An einem Regentag im Juni treffe ich in Rapperswil am Fischmarktplatz Sonja Appenzeller: eine sympathische, offene und sehr herzliche Frau. Sie hat im April den Lehrgang Pflegehelfer/-in SRK abgeschlossen, ist Mutter von zwei Töchtern und hat sich für die diesjährige Rotkreuz-Kampagne zur Verfügung gestellt. Wir begrüssen uns – nein, natürlich nicht mit Händeschütteln, sondern mit einem Lächeln und einer Ellbogen-Berührung. In einem Café suchen wir uns den grössten Tisch aus, damit der nötige Abstand eingehalten werden kann. Sie arbeitet mit hochbetagten Menschen, einer Risikogruppe, da ist die Notwendigkeit für den Abstand ganz unmittelbar.

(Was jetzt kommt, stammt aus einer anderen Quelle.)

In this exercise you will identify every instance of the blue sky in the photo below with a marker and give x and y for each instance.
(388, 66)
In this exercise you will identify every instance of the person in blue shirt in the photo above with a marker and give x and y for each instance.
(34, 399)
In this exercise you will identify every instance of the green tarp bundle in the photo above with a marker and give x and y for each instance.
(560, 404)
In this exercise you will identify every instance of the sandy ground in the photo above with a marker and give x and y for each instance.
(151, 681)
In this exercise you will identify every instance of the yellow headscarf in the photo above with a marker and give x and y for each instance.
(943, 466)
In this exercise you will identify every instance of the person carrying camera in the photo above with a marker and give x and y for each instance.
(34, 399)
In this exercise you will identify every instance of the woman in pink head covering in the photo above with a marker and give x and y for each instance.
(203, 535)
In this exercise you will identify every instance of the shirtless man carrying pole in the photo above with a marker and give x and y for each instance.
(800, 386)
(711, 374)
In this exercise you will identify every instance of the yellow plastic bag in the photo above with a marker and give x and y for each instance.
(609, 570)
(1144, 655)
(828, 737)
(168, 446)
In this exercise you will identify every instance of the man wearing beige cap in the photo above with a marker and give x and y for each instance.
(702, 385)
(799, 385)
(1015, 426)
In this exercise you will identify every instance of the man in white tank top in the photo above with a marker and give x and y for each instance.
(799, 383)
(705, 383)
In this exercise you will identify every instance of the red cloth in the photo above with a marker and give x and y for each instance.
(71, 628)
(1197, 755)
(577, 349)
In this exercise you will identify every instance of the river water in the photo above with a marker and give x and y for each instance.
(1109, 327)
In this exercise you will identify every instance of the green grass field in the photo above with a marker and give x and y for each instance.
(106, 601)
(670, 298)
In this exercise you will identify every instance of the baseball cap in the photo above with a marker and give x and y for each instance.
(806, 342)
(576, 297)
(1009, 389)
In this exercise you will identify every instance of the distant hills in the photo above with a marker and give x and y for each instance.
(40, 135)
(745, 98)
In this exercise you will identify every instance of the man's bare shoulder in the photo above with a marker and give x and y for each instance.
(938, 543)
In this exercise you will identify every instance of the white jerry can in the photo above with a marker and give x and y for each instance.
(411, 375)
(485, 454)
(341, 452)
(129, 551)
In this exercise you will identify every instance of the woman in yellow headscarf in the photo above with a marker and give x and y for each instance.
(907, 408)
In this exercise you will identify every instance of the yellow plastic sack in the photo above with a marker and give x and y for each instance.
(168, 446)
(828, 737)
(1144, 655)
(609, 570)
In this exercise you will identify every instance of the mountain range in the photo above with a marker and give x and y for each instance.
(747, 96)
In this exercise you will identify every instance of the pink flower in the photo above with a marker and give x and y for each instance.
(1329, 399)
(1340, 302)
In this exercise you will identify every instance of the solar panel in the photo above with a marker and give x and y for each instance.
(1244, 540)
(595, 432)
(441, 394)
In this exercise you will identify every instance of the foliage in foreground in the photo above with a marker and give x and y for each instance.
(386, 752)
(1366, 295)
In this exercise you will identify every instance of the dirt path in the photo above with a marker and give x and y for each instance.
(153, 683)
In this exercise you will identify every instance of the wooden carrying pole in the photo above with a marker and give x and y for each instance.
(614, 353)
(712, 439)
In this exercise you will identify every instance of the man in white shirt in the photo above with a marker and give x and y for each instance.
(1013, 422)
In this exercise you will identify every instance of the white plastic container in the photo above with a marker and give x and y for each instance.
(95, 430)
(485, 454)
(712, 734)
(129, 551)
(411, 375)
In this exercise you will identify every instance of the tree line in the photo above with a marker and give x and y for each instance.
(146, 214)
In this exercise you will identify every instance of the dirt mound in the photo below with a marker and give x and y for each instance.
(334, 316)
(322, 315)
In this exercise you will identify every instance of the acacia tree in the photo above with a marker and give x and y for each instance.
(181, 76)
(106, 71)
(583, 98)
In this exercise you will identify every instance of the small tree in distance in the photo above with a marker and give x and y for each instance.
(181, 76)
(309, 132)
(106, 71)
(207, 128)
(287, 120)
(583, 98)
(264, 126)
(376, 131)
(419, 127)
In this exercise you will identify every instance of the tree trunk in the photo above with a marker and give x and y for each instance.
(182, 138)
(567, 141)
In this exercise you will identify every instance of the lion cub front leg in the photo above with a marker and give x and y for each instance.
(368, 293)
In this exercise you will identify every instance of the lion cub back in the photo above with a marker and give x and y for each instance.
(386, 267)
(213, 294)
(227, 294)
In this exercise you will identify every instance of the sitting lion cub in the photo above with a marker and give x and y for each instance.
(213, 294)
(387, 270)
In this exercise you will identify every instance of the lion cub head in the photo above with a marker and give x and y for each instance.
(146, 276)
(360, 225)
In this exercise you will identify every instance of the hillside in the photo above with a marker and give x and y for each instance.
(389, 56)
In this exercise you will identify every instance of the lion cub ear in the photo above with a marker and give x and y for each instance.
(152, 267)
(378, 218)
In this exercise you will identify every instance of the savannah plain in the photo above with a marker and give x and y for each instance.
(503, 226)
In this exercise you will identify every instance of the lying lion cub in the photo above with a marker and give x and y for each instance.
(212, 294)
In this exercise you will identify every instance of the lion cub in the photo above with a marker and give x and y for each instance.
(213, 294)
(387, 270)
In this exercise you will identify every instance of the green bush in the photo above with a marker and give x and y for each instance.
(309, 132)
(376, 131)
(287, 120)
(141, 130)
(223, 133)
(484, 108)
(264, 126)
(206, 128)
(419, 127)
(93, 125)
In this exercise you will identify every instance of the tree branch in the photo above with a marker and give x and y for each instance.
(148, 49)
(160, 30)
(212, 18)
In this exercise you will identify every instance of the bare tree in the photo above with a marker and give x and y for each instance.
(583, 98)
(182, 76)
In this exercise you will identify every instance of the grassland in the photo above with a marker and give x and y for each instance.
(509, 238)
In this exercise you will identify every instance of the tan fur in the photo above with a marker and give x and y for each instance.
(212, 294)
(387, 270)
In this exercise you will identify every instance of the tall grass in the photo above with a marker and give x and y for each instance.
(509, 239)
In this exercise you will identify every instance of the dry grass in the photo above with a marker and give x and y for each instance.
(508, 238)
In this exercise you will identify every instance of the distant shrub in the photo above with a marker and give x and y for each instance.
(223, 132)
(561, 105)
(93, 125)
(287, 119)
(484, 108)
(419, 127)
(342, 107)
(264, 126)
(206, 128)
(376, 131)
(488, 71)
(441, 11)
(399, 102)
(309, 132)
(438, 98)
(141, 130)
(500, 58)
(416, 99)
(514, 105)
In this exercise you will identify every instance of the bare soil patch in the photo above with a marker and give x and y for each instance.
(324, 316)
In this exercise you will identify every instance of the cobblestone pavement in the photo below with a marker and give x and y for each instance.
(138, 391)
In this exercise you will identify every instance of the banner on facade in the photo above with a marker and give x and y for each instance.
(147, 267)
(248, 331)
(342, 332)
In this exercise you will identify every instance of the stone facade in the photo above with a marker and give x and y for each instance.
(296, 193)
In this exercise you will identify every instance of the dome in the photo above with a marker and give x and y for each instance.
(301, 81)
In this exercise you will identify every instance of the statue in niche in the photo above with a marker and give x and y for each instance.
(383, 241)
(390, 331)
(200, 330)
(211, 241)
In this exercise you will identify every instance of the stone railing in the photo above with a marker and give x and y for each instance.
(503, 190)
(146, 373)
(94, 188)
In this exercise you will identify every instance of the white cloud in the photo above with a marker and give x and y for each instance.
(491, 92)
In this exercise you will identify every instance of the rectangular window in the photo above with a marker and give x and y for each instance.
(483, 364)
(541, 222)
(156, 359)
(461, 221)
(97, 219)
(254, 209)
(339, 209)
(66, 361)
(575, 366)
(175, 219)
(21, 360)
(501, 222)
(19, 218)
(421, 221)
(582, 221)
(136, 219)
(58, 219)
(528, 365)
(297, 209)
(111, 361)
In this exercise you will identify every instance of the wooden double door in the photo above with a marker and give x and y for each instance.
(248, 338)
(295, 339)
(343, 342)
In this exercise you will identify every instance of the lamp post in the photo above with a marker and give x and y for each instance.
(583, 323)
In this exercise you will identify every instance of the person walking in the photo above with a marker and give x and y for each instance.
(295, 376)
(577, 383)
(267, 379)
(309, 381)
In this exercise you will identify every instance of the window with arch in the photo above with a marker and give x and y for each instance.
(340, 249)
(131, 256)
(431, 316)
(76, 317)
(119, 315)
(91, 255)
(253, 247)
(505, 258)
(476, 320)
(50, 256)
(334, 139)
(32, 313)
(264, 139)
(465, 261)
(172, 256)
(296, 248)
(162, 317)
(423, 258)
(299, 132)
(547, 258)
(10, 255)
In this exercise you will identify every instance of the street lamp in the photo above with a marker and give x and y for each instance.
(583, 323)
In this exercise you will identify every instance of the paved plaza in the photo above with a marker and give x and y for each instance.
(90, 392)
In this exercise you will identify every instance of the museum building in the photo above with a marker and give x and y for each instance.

«Ich wollte etwas machen, wo ich helfen kann und gebraucht werde», sagt sie. Bereits seit einem Jahr arbeitet sie bei einer Seniorenbetreuung und umsorgt betagte, teils demenziell erkrankte Personen. Ihre Augen strahlen, wenn sie von ihrer Arbeit erzählt. «Ich finde alte Menschen sehr spannend. Verglichen mit unserer Zeit war früher vieles anders. Es sind grosse Kontraste, die mich faszinieren. Auch Menschen mit Demenz wissen oft noch vieles von früher, das ist eindrücklich.»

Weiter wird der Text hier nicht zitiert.